Financial institutions trading in the EU or with DORA-regulated companies should view the legislation as representative of both challenges and opportunities. While its requirements necessitate a thorough examination and objective review of existing operational programmes and gaps, the benefits of improved and broadly-regulated security requirements can offer full reassurance and peace of mind.
Many organisations in the financial space will need to enhance their capabilities, not least those which encompass incumbent resilience testing and existing ICT infrastructure. Financial entities must establish thorough, more stringent reviews of ICT partners and providers, possibly even enhancing their due diligence processes. For companies offering complex services like making tax-efficient investments through channels like VCTs, EIS and BPR, among others, third-party systems often form a vital component of their service offering. As such, these must be carefully scrutinised and updated to reflect new enhanced levels of security compliance.
Standardised reporting frameworks imposed by DORA will require financial entities to adjust their existing incident response, vulnerability management, escalation and threat containment procedures. These procedures and other associated paperwork must be securely documented and accessible.
For UK-based financial institutions, DORA creates additional complexity. While existing UK operational resilience regulations share common elements with DORA, the latter introduces more prescriptive requirements around ICT and cyber resilience. UK entities must determine if their EU operations fall within DORA's scope and align their compliance strategies accordingly.
Leveraging DORA for Long-Term Success
DORA represents more than simply a tick-box compliance exercise. It provides a framework that can drive meaningful improvements in a financial services provider’s resilience. For example, DORA is very much aligned with other regulatory frameworks like GDPR and NIS2, meaning organisations can leverage such preparations to strengthen their overall resilience and posture.
Manual processes for maintaining documentation and monitoring third-party risks are becoming increasingly unsustainable. Investing in approved automation tools can turn compliance from an administrative headache into a competitive advantage through improved efficiency and visibility.

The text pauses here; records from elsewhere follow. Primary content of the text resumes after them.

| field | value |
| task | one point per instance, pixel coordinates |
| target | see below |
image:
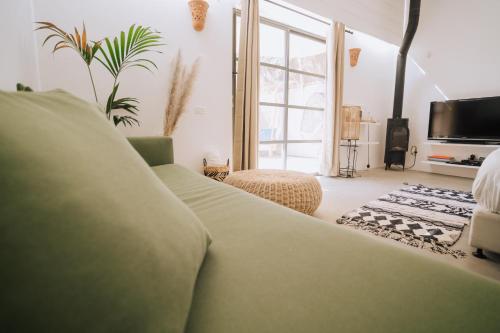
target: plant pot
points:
(199, 13)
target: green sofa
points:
(263, 267)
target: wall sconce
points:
(353, 56)
(199, 13)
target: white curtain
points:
(330, 160)
(245, 130)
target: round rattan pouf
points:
(295, 190)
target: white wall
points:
(380, 18)
(457, 47)
(196, 134)
(370, 84)
(457, 42)
(18, 56)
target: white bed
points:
(485, 224)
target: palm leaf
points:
(121, 52)
(78, 42)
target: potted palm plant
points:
(125, 51)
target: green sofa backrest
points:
(91, 239)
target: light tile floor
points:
(341, 195)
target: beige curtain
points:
(245, 131)
(330, 162)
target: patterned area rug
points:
(419, 216)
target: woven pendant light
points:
(199, 13)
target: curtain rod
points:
(304, 14)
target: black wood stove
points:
(398, 132)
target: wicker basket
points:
(216, 172)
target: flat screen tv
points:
(475, 120)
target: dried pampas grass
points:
(181, 88)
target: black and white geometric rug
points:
(430, 218)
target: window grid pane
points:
(292, 98)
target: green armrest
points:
(155, 150)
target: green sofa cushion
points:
(273, 270)
(91, 240)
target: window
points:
(292, 88)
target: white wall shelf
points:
(451, 165)
(439, 143)
(362, 143)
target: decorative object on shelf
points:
(199, 13)
(22, 87)
(354, 56)
(181, 87)
(351, 122)
(352, 155)
(350, 131)
(368, 121)
(124, 51)
(216, 172)
(391, 216)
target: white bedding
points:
(486, 187)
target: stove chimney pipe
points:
(411, 28)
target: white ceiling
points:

Organisations that can break down silos between business, security, and technology functions stand a better chance at creating a more unified, coherent approach to resilience, while responding more effectively to disruption. Perhaps most importantly, however, DORA provides an opportunity to embed resilience thinking throughout the organisation.
The Path Forward
Organisations that approach DORA regulations methodically and thoughtfully will find themselves in a better position to navigate complex security challenges as well as regulatory obstacles. Embracing the principles of operational resilience that underpin DORA will empower financial institutions to build a genuine, attainable competitive advantage through stronger resilience, improved customer trust, and more efficient and productive operations.